Given the large number of combinations across the six sets of hypotheses, we compared the aforementioned hypotheses in two steps that focussed on migrant-related and infant-related hypotheses, respectively. In Step 1, we tested all combinations of the four sets of migrant-related hypotheses (n = 81; Figure 2), while setting the two sets of infant-related hypotheses to the baseline scenarios, that is, Imm180 and InfantMixBase. In Step 2, setting the migrant-related hypotheses at the most plausible scenario identified from Step 1, we further tested all combinations of the two sets of infant-related hypotheses (n = 9; Figure 3).

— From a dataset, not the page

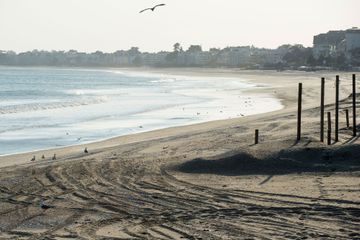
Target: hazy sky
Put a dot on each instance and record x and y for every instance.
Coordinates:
(110, 25)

Figure 2. Comparing migrant-related hypotheses based on medians of log-likelihood. We formulated four sets of migrant-related hypotheses (increased migrant mixing [MigMixBase/MigMixMedium/MigMixHigh], seeding intensity [BaseSeed/MediumSeed/StrongSeed], higher migrant susceptibility [MigSusBase/MigSusMedium/MigSusHigh], and timing of migrant influx [MigConst/MigLNY12/MigLNY4]), and tested all combinations of the four sets (n = 81, i.e., the number of cells in the Fig). For each model (or hypothesis combination), we conducted 100 model inference runs using a model-filter system, and show the median of the 100 log-likelihood estimates in red. For infant-related hypotheses, all models tested here assumed Imm180 and InfantMixBase as baseline scenarios. See Table 1 for a summary of all hypotheses.

Figure 3. Comparing infant-related hypotheses based on medians of log-likelihood. We formulated two sets of infant-related hypotheses (increased infant mixing [InfantMixBase/InfantMixMedium/InfantMixHigh] and duration of maternal immunity [Imm180/Imm150/Imm120]), and tested all combinations of the two sets (n = 9, i.e., the number of cells in the Fig). For each model (or hypothesis combination), we conducted 100 model inference runs using a model-filter system, and show the median of the 100 log-likelihood estimates in red. For migrant-related hypotheses, all models tested here assumed MigMixBase, BaseSeed, MigLNY4, and MigSusHigh, because the previous comparison step identified this combination as one of the most plausible scenarios. See Table 1 for a summary of all hypotheses.